THE FIRST anniversary of the death, at 91, of pianist and teacher Hester Dickson will be marked a week on Saturday by a remarkable line-up of singers assembled at Edinburgh's Queen's Hall by her accompanist son, Malcolm Martineau.

John Mark Ainsley, Ann Murray, Janis Kelly, Nicky Spence, Catherine Wyn-Rogers, Jamie MacDougall, Rebecca Evans, Karen Cargill (pictured below), Lorna Anderson, Linda Ormiston, Patricia MacMahon, Warren Gillespie, Katie Bird, Damien Thantrey, Nigel Cliffe and Christopher Nairne are all scheduled to appear, alongside an orchestra led by Ruth Crouch and directed by Tim Dean.

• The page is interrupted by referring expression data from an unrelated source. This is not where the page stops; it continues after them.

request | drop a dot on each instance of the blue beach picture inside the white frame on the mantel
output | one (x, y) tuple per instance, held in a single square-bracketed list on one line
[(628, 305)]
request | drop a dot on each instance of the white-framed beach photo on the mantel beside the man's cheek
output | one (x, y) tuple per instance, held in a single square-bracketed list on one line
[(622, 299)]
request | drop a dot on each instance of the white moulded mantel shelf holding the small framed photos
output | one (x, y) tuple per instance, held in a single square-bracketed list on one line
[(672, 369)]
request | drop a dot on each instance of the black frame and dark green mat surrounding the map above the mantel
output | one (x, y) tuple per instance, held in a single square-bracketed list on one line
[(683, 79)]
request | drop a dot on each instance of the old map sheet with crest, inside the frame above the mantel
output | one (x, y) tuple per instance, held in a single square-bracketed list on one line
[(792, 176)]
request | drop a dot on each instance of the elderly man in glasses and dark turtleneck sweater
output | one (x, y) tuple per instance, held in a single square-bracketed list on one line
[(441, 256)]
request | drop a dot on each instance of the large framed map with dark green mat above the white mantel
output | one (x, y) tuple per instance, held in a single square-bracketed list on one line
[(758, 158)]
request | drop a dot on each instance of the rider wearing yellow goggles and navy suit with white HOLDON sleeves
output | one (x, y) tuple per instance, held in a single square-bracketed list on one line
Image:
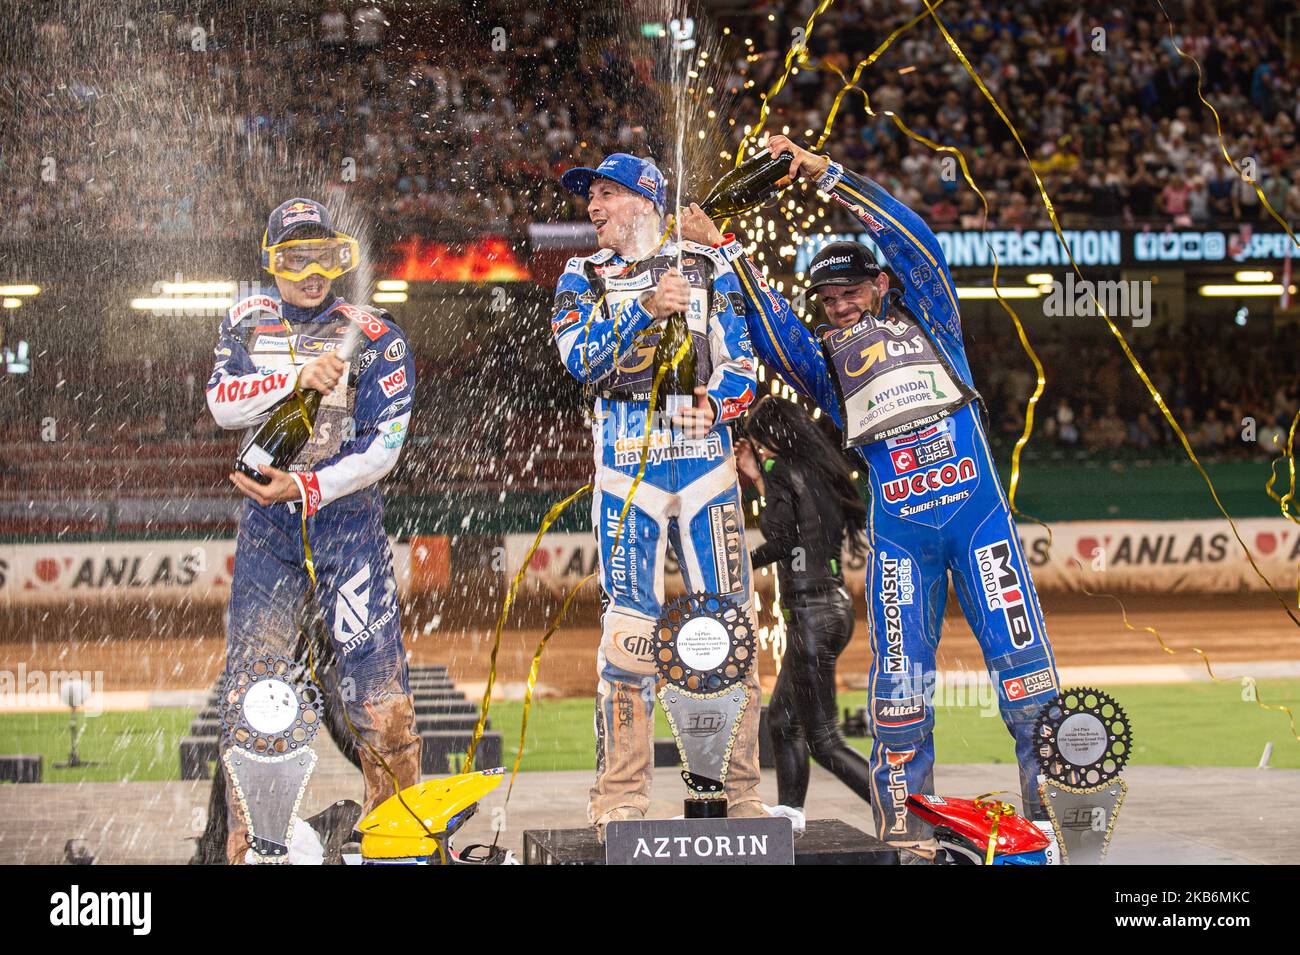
[(267, 346)]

The programme will culminate in an ensemble performance of Vaughan Williams's Serenade to Music sung by the most star-studded choir Scotland has probably ever seen.

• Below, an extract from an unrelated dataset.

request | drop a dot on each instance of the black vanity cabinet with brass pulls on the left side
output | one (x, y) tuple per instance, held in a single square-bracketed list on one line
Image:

Hester Dickson had a chamber music career with her cellist sister Joan and raised her two sons Adrian and Malcolm before she joined the staff of the RSAMD (now the Royal Conservatoire of Scotland) in 1969, retiring in 2014 shortly before she celebrated her 90th birthday.

The concert is in aid of the Breast Cancer Institute administered by Edinburgh and Lothians Health Foundation and tickets are available from the Queen's Hall box office.

thequeenshall.net

EYEMOUTH Hippodrome stages the final gig of its first full year as a music venue when Sussex-based Americana team the Red Dirt Skinners and local singer-songwriter Andrew Valentine form a double bill on Saturday.

The Berwickshire venue has been presenting touring acts from across the musical spectrum during 2016 and has a programme including guitarists Don Paterson, Eduardo Niebla, John Goldie, Nigel Clark, and Claude Bourbon and folk artists the Outside Track, Siobhan Miller and Boys of the Lough founder Cathal McConnell & Friends lined up when it returns to action in February.

eyemouthhippodrome.org

OXFORDSHIRE-based singer, guitarist and songwriter Ags Connolly plays an intimate concert at Celtic Music Radio’s studios in Admiral Street, Glasgow on Thursday, December 8.

Connolly won admirers on both sides of the Atlantic with his 2014 debut album, How About Now, and has been feted by Grammy Award winner Roseanne Cash and leading Nashville songwriter Darrell Scott for a style that has seen him described as “the closest we’ve ever come to an English Willie Nelson”. He’ll be performing songs including When Country Was Proud, which Country Music People magazine cited as one of the Top 50 country songs of the last thirty years, as well as previewing his second album, Nothin’ Unexpected, which is due for release in 2017.